Israel Sentences Palestinian Woman over Hezbollah Contacts

YERUSHALAYIM (AP) —

An Israeli court on Sunday sentenced a Palestinian woman from east Yerushalayim to 30 months in prison, probation and a fine after she acknowledged aiding Lebanon’s Hezbollah terror group over several years.

As part of a plea bargain, Yasmine Jaber was convicted after she admitted to charges of association with a foreign agent, membership in a terrorist organization and other terror-related charges.

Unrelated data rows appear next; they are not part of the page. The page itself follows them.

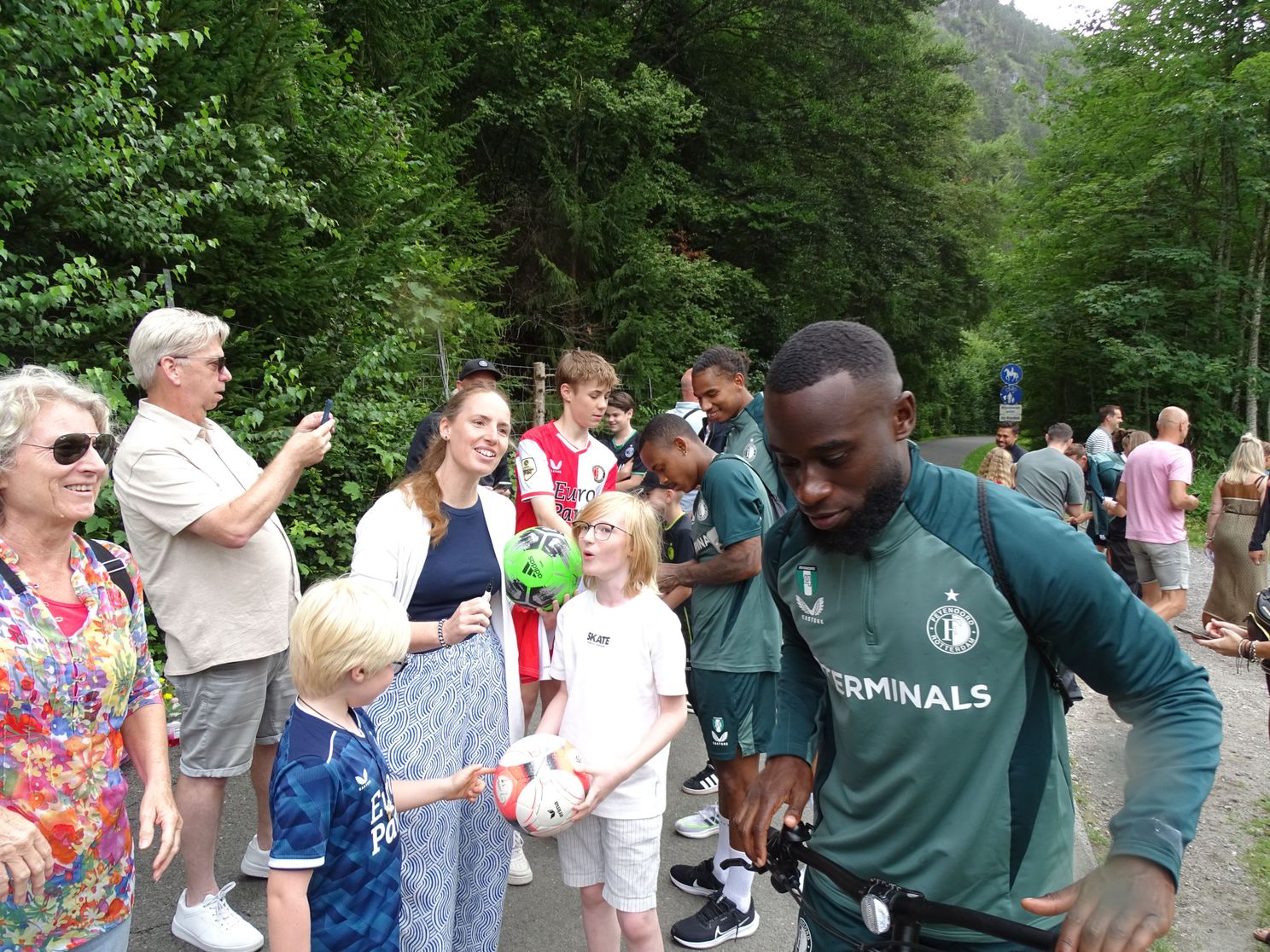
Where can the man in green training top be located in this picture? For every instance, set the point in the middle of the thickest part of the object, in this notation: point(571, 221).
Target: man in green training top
point(736, 653)
point(719, 381)
point(942, 749)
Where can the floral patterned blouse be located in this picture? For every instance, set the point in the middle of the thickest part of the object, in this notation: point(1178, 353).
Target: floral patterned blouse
point(64, 701)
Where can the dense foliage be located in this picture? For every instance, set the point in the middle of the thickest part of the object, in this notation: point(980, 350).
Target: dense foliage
point(1143, 223)
point(354, 183)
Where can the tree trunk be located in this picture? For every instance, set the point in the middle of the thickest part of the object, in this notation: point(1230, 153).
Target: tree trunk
point(1259, 288)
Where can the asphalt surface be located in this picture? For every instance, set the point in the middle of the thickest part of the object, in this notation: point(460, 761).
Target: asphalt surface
point(540, 917)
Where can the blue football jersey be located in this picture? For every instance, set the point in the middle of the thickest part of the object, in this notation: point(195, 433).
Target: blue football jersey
point(333, 814)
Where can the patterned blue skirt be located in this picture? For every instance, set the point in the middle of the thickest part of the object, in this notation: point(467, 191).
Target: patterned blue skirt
point(445, 711)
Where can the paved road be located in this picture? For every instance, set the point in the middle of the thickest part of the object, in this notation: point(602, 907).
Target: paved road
point(540, 917)
point(952, 450)
point(543, 917)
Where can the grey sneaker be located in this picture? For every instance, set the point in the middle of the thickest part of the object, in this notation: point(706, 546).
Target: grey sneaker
point(255, 861)
point(704, 781)
point(699, 825)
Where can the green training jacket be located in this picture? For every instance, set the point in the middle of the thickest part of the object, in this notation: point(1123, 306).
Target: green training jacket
point(945, 766)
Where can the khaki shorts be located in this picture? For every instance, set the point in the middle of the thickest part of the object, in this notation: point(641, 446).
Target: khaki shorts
point(1166, 564)
point(624, 855)
point(228, 710)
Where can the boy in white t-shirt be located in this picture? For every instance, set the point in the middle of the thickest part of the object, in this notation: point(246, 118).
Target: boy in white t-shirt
point(619, 658)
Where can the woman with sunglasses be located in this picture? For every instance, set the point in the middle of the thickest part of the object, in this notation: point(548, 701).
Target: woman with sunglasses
point(436, 545)
point(77, 683)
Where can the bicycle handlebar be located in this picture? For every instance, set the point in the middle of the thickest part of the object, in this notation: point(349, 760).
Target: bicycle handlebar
point(883, 903)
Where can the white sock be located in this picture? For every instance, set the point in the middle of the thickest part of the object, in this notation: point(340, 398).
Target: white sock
point(739, 879)
point(723, 850)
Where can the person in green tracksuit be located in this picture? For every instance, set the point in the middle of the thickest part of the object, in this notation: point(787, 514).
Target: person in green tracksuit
point(944, 759)
point(719, 382)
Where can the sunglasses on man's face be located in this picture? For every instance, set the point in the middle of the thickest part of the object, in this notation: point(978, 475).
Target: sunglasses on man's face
point(72, 447)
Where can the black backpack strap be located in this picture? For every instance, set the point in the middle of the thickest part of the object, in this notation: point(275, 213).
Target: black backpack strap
point(1002, 580)
point(114, 566)
point(10, 578)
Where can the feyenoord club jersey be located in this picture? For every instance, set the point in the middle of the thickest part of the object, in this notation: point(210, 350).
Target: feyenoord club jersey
point(548, 465)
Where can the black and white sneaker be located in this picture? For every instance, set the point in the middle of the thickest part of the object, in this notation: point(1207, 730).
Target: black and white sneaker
point(716, 923)
point(696, 879)
point(704, 781)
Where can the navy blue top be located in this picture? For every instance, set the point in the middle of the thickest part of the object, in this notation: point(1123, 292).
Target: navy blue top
point(456, 569)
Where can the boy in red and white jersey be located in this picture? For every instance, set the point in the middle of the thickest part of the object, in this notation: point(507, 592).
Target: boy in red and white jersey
point(559, 468)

The charge sheet said that she was in contact with two Hezbollah agents on various social media platforms. She was invited by one of them to attend a conference on the Palestinian cause in Beirut. She traveled there in 2015 and again in 2016 in violation of Israeli law, and maintained contact with Hezbollah operatives over several years, it said.

The Yerushalayim District Court judge said in her ruling that she was handing down a relatively lenient sentence because Jaber acknowledged her actions, took responsibility and has no prior record. The court sentenced Jaber to 30 months in prison starting August 4, 12 months of probation and a 5,000-shekel ($1,500) fine.

In August 2020, the Shin Bet internal security service said Jaber was recruited by Hezbollah operatives at a conference in 2015 and asked to recruit others in east Yerushalayim. It said she traveled to Istanbul on a number of occasions to meet Hezbollah operatives and communicated with them via social media.

Her family issued a statement denying the allegations.